As a research psychologist studying parent-child interactions, I have spent much of the past twenty years looking for the answer to this question. Working with research teams at the University of Illinois and the University of Washington, I have conducted in-depth research in two studies of 119 families, observing how parents and children react to one another in emotionally charged situations. We have been following these children from age four to adolescence. In addition, we are in the process of tracking 130 newlywed couples as they become parents of young infants.

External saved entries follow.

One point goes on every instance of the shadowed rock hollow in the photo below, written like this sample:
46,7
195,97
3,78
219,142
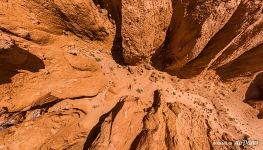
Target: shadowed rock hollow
130,74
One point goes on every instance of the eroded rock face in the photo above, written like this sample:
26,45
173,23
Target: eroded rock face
144,26
82,18
61,89
210,34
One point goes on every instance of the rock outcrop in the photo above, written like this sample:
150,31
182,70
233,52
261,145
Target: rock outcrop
62,87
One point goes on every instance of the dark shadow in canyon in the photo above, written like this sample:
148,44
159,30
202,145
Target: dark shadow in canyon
254,95
114,10
176,46
15,59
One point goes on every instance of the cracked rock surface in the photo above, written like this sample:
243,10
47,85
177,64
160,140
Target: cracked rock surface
131,74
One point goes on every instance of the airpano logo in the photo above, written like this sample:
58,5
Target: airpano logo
237,143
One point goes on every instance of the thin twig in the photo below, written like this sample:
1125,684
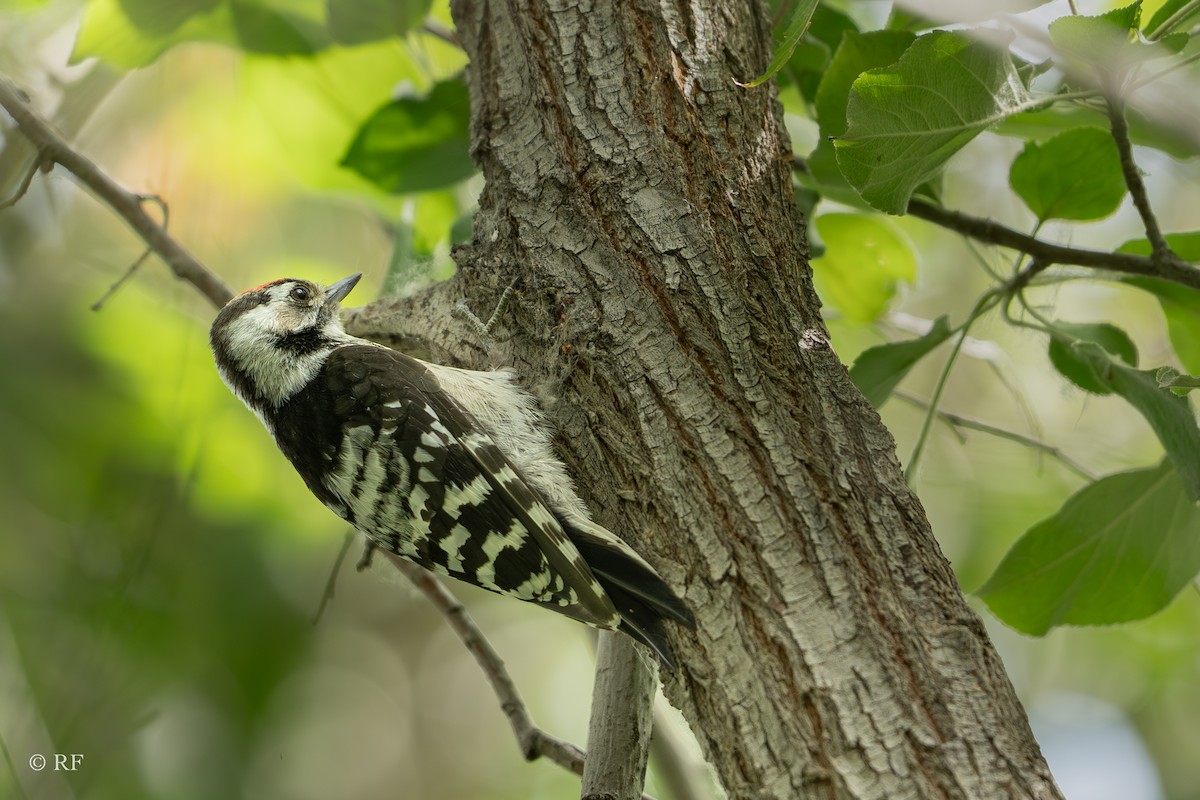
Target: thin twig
443,32
331,582
993,233
34,167
622,719
1162,252
532,740
53,148
130,272
957,421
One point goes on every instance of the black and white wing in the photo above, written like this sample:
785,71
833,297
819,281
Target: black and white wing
405,464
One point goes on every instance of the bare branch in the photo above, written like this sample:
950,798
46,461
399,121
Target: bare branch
331,582
54,149
957,421
532,740
1047,253
1133,179
622,717
34,167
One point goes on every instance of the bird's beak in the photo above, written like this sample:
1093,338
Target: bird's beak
339,290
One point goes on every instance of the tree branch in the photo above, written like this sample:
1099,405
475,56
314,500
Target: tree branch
1115,108
622,719
993,233
533,741
957,421
53,149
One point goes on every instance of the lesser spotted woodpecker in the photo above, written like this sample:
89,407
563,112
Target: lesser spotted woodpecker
449,468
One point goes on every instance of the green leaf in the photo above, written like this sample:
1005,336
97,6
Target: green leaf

Our studies involve lengthy interviews with parents, talking about their marriages, their reactions to their children's emotional experiences and their own awareness of the role emotion plays in their lives. We have tracked children's physiological responses during stressful parent-child interactions. We have carefully observed and analyzed parents' emotional reactions to their kids' anger and sadness. Then we have checked in with these families over time to see how their children developed in terms of health, academic achievement, emotional development, and social relationships. Our results tell a simple, yet compelling story. We have found that most parents fall into one of two broad categories: those who give their children guidance about the world of emotion and those who don't. I call the parents who get involved with their children's feelings "Emotion Coaches."

The process of Emotion Coaching
The parents:
1.
Become aware of the child's emotion.
2. Recognize the emotion as an opportunity for intimacy and teaching.
3. Listen empathetically, validating the child's feelings.
4. Help the child find words to label the emotion he / she is having.
5. Set limits while exploring strategies to solve the problem at hand.